Baseline Patient Characteristics
| Parameter | N (%) |
|---|---|
| Demographics | |
| Number of Patients | 29 (100%) |
| Age (years), mean and standard deviation | 63 ± 8.26 |
| Male/ Female | 24 (82.8) / 5 (17.2) |
| Ethnicity | |
| Caucasian | 22 (75.9) |
| African-American | 1 (3.4) |
| Hispanic | 6 (20.7) |
| Disease Characteristics | |
| Cirrhosis | 27 (93.1) |
| Etiology of Cirrhosis | |
| Hepatitis C | 12 (44.4) |
| Alcohol consumption | 5 (18.5) |
| Nonalcoholic steatohepatitis (NASH) | 5 (18.5) |
| Hepatitis C and Alcohol Consumption | 4 (14.8) |
| NASH and Alcohol consumption | 1 (3.7) |
| ECOG Performance Status | |
| 0 | 4 (13.8) |
| 1 | 23 (79.3) |
| 2 | 2 (6.9) |
| Child Pugh class | |
| A | 18 (62.1) |
| B | 11 (37.9) |
| BCLC | |
| B | 1 (3.4) |
| C | 28 (96.6) |
| Main portal vein thrombosis | 10 (34.5) |
| Previous treatment | |
| Pre-treated/ not pre-treated | 26 (89.7) / 3 (10.3) |
| Number of previous treatment, mean and standard deviation | 2.59 ± 1.79 |
| Resection | 3 (11.5) |
| Loco-regional treatment | 14 (53.9) |
| Y90 | 1 (3.9) |
| Resection and loco-regional treatment | 3 (11.5) |
| Y90 and loco-regional treatment | 5 (19.2) |
ECOG, Eastern Cooperative Oncology Group; BCLC, Barcelona Clinic Liver Cancer; Y90, Radio embolization with Yttrium-90
3.2. Response analysis and survival
The survival analysis using previously validated cut-off thresholds is shown in Figure 2. The ability of the different response criteria to stratify patients into DC and DP according to observed OS was evaluated.
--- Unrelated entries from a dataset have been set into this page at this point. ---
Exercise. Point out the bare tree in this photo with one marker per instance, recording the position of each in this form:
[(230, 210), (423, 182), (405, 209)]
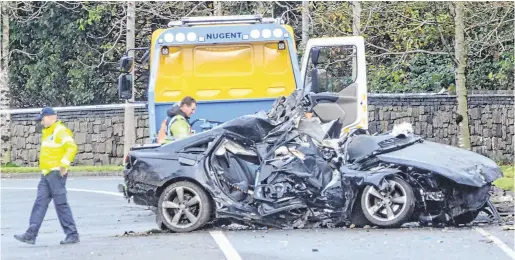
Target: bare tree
[(5, 147), (305, 23), (356, 30), (129, 125), (460, 52)]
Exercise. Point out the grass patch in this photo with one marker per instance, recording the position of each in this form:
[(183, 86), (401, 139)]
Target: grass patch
[(20, 170), (506, 183)]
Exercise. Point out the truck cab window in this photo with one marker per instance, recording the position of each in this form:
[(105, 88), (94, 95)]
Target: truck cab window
[(336, 68)]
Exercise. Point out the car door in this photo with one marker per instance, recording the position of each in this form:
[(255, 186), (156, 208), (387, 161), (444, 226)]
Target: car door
[(334, 78)]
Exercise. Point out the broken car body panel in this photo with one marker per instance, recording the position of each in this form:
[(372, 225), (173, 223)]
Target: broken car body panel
[(462, 166), (265, 171)]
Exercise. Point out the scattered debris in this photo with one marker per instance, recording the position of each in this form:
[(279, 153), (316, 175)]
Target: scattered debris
[(146, 233), (510, 227)]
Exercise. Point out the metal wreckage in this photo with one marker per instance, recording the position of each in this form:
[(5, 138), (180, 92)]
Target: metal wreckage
[(280, 168)]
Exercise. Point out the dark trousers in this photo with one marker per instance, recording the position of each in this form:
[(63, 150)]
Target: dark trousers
[(52, 186)]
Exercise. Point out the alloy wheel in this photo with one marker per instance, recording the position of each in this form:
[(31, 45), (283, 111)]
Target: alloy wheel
[(386, 205), (182, 207)]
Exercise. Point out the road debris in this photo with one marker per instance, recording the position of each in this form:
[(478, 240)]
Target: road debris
[(510, 227)]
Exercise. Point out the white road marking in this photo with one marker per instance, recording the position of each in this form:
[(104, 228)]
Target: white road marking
[(226, 246), (70, 189), (496, 241)]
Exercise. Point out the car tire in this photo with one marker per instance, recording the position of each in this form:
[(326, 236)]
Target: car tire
[(358, 219), (194, 207), (394, 209)]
RECIST and %qEASL failed to stratify patients into DC and DP (DC n=24, DP n=22, p=0.6273 and DC n=44 DP=2, p=0.7474, respectively). A stratification according to mRECIST (DC n=31, DP n=15) was significantly associated with OS (p=0.0371) and also vqEASL was able to accurately differentiate between DC and DP (DC n=29, DP n=17, p=0.0118).
Fig.2.

Survival analysis based on target lesion response measured according to (A) RECIST, (B) mRECIST, (C) %qEASL and (D) vqEASL using previously validated cut-off thresholds at timepoint of first FU after start of systemic therapy with sorafenib
Two separate multivariable cox regression models were created for mRECIST and vqEASL since both are enhancement-based markers. After adjusting for gender and presence of PVT, DC according to mRECIST (HR=0.325, p=0.039. 95%CI 0.112–0.946) or vqEASL (HR=0.183, p=0.006, 95%CI 0.055–0.613) were proven independent prognostic markers for increased OS.
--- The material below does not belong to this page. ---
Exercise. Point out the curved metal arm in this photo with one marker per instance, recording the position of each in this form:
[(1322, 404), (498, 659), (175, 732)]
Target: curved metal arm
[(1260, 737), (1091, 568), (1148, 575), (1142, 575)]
In a second survival analysis patients were stratified according to absolute changes in the respective response criteria. Fig. 3A,C,E,G presents waterfall plots displaying percentual changes of each criterium. In a second survival analysis stratification was based upon absolute decrease in each respective criterium vs. absolute increase. Between BL and the first FU, RECIST decreased in n=15 and increased in n=31 lesions, %qEASL was decreased in n=24 and increased in n=22 lesions. Both RECIST (Fig.3B) and %qEASL (Fig.3F) failed to adequately classify patients into DC and DP (p=0.2009 and p=0.2775 respectively). Comparing absolute decrease of mRECIST (n=16) versus increase (n=30) and absolute decrease in vqEASL (n=14) versus absolute increase (n=32), a significant association with OS was noted (Fig.3D, H; p=0.0205 and p=0.0098 respectively). These results indicate that only response assessment according to mRECIST and vqEASL is associated with survival outcomes.
Fig.3.

Waterfall Plot demonstrating change in (A) RECIST (C) mRECIST, (E) %qEASL and (G) vqEASL for each analyzed lesion (n=46) and survival analysis stratifying according to absolute changes on (B) RECIST (D) mRECIST (F)%qEASL and (H) vqEASL
3.3. Long-term development of eTV
Fig.4 displays a spider plot showing growth and shrinkage of enhancing tumor tissue. Using vqEASL analysis eTV was assessed in all target lesions in all available FU images. The percentual change from BL (100%) over the course of the FU time points is displayed for each target lesion.
Fig.4.

Spider plot demonstrating changes in eTV from baseline over all available FU time points for each lesion (n=46) and stratification into DC (eTV increase <73%, n=29) and DP (eTV increase ≥73%, n=17) according to vqEASL at 1st FU
Discussion
This retrospective analysis suggests that enhancement-based imaging biomarkers mRECIST and vqEASL are reliable predictors of patient survival after sorafenib therapy in patients with advanced-stage HCC. At the same time, we found that RECIST1.1 and %qEASL were unable to effectively stratify between DC and DP during treatment with sorafenib.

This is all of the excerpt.